Foto: Manuela Cavadas

Quando a ASA, há 20 anos, lançou-se no desafio de tecer um novo olhar sobre o semiárido brasileiro e construir uma nova narrativa que dialogasse com as experiências, os conhecimentos, os modos de vida e o protagonismo dos povos da região, sabia-se que não seria uma tarefa fácil. Sobretudo, pelo fato de que a proposta pensada rompia com o paradigma histórico do “combate à seca”, secularmente presente no semiárido e que levou milhares de famílias a deixarem suas terras e acreditarem que esse local era inviável e impossível de se viver dignamente.
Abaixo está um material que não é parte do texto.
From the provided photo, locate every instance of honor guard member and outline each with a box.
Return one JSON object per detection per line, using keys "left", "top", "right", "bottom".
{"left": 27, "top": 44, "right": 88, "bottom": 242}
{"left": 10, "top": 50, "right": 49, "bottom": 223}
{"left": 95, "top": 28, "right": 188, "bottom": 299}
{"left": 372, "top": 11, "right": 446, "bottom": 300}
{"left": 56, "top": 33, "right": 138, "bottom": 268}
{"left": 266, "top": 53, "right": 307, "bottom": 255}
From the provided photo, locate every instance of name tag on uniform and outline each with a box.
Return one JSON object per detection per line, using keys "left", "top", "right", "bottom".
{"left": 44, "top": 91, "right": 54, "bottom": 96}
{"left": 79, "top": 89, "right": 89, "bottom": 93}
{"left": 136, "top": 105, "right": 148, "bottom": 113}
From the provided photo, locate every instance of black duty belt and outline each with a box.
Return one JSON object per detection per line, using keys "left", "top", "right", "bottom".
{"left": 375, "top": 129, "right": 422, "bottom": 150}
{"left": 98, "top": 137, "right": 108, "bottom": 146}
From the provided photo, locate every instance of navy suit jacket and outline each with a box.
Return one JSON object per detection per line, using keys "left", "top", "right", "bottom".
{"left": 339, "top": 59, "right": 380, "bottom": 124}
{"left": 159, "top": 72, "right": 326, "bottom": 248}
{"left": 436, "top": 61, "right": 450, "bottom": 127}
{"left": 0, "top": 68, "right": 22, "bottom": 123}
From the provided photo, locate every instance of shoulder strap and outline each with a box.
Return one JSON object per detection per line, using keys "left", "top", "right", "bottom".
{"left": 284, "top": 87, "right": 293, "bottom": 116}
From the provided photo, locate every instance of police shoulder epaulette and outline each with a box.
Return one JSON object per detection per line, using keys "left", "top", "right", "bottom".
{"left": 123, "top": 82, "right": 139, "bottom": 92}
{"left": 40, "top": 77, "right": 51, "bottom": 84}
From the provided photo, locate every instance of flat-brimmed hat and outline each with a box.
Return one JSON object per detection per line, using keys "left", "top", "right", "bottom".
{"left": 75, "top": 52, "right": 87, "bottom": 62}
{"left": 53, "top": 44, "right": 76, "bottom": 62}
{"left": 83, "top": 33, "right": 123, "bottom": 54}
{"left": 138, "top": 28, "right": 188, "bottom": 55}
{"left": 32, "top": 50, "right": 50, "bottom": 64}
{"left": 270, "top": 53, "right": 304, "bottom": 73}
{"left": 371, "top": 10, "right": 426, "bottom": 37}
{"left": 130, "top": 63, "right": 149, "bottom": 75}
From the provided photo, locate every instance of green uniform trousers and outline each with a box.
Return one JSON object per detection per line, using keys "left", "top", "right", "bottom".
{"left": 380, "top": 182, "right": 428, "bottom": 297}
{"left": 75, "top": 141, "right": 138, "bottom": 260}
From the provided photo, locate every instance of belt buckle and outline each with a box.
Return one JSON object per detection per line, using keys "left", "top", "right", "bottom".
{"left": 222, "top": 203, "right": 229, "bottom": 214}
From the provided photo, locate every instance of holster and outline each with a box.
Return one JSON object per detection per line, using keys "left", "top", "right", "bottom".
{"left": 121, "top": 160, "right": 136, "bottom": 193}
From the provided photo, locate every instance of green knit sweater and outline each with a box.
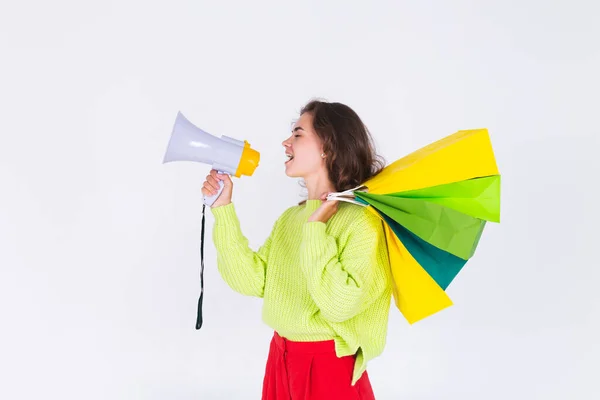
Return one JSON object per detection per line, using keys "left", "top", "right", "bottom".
{"left": 210, "top": 199, "right": 392, "bottom": 385}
Vinte anos se passaram, foram muitos os desafios enfrentados, muitas conquistas asseguradas e, acima de tudo, a certeza de que pouco teria sido feito se a centralidade da ação não estivesse nas pessoas e no conjunto das experiências e saberes acumulados e desenvolvidos por elas. As organizações sociais cumprem um papel importante de apoiar, mas a convivência e as verdadeiras transformações são frutos da atuação das famílias que resistem e lutam para fazer do semiárido um lugar de otimismo e de oportunidades.

Conforme Carvalho e Edler (2003) apresentam a “convivência com a semiaridez como processo de permanente aprendizagem, cujo principal ator é a própria população sertaneja”, as famílias e comunidades têm dito, feito e comunicado muito sobre os avanços da convivência com o semiárido e o impacto que as políticas e programas impuseram na perspectiva do acesso, da garantia de direitos e da qualidade de vida.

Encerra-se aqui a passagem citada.